Thailand to become shopping destination

Government to cut import taxes to improve retail industry's competitiveness
Tuesday, September 24, 2013
By Anusorn Rotkanok

As purchasing power slows in mature markets like the U.S. and the Eurozone, international luxury and high street brands are seeking expansion opportunities in dynamic, rapidly growing Asian markets.

Thailand is fast becoming the destination of choice for a number of brands and international tourists from large, high-expenditure source markets. Locating in Bangkok offers retail brands a combination of low rents and high exposure to both domestic and foreign consumers. With 1.54 million square metres (16.6 million square feet) of prime grade specialty space, rents in Bangkok are approximately $72 US per square metre per month, much lower than $323 US and $424 US per square metre per month in Singapore and Hong Kong, respectively. At the same time, international tourist arrivals and per capita expenditures are reaching new heights.

Despite these opportunities, challenges remain for the luxury retail segment in terms of both the domestic economic situation and existing taxation regimes. While many high-profile international brands, including Giorgio Armani, Valentino, Sephora and Victoria’s Secret, have entered the Thai market recently (or plan to do so by year-end), the current taxation structure makes for a tough sell to domestic consumers, let alone international visitors. For example, it is common for Thai consumers to seek out luxury goods locally from grey market retailers or to make purchases while abroad.

In an effort to stimulate both lagging domestic consumption and burgeoning tourism expenditures in the retail sector, the Thai government is considering a proposal that would reduce taxes on luxury goods from 30 to five per cent in order to better compete with regional luxury retail destinations like Hong Kong and Singapore. The proposed tax reductions will initially cover imported luxury goods such as cosmetics, perfumes and watches.

While the specific extent of the tax reductions in scope or scale is unknown, news reports suggest the scheme could be in place by year-end. That said, the efficacy of this initiative is in question, with some experts expressing doubts over whether such tax reductions will increase arrivals and expenditures to an extent that outweighs the possible negative impacts on domestic brand competitors.

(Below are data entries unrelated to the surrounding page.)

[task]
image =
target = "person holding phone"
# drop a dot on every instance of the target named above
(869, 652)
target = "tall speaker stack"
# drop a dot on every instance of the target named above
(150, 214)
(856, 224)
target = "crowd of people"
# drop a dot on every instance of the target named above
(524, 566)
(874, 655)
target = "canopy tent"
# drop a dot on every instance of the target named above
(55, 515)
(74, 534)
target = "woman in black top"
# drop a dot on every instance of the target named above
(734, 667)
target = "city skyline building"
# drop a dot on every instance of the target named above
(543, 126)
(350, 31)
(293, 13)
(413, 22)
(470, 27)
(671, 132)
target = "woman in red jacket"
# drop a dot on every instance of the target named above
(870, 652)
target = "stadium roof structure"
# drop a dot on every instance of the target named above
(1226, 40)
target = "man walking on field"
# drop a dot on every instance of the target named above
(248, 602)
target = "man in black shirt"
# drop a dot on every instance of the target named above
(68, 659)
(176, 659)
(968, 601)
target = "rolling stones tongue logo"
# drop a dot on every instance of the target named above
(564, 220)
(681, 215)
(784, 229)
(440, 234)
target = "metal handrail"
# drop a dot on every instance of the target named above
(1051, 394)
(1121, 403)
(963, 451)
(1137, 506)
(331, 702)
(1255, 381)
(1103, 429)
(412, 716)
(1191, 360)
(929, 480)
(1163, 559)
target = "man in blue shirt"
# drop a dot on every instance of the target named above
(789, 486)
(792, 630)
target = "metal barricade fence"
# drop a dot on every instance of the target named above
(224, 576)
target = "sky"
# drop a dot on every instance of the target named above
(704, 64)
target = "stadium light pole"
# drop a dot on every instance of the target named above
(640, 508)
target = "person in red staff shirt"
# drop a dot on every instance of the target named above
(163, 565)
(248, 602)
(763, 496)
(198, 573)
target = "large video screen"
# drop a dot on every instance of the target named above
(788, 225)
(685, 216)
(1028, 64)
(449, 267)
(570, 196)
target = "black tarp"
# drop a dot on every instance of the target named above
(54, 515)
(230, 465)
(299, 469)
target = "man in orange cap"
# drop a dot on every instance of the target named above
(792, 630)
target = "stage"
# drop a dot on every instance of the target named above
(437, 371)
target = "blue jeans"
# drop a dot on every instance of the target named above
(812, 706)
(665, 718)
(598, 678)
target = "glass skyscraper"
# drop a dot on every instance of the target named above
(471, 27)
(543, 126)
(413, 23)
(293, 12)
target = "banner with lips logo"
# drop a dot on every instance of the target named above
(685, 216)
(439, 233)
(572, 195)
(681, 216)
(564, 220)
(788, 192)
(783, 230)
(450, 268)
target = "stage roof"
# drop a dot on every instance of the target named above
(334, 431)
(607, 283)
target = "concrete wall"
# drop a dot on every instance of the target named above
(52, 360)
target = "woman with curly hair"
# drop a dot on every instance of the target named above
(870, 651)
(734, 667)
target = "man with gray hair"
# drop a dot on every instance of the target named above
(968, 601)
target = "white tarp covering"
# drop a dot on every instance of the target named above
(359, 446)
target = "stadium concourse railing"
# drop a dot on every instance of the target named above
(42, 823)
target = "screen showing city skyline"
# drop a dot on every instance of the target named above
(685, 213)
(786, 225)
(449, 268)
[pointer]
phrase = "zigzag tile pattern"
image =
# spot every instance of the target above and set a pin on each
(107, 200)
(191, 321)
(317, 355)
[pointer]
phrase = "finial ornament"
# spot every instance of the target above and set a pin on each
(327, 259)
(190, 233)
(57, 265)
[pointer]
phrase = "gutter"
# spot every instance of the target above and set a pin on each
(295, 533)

Looking ahead, it is expected that new international brands will enter the Thai market and existing brands will expand their market presence, attracted by low rents in prime centres and the growing purchasing power of both domestic and foreign consumers. Many brands are choosing to locate in one of two new high-profile projects (expected to come online in the next 12 months) from Thailand’s leading retail developers, Central Group and The Mall Group.

Scheduled to open in December, Central Embassy boasts a gross floor area of 71,000 square metres (764,237 square feet) and is 90 per cent pre-leased. With stores by Chanel, Gucci, Prada, Hermes and Paul Smith, approximately one-third of the luxury shopping complex’s retail tenants will be international fashion brands.

EmQuartier is scheduled to open roughly a year later in late 2014. It has a gross floor area of 200,000 square metres (2.1 million square feet) and is now 100 per cent pre-leased.

In line with this activity, vacancy rates are expected to remain stable across Bangkok, with rents rising gradually, particularly in prime grade centres.

Anusorn Rotkanok is an analyst at Jones Lang LaSalle Thailand, specializing in retail and investment market research. Jones Lang LaSalle is a professional services and investment management firm offering specialized real estate services to clients seeking increased value by owning, occupying and investing in real estate. The company operates in 70 countries from more than 1,000 locations worldwide.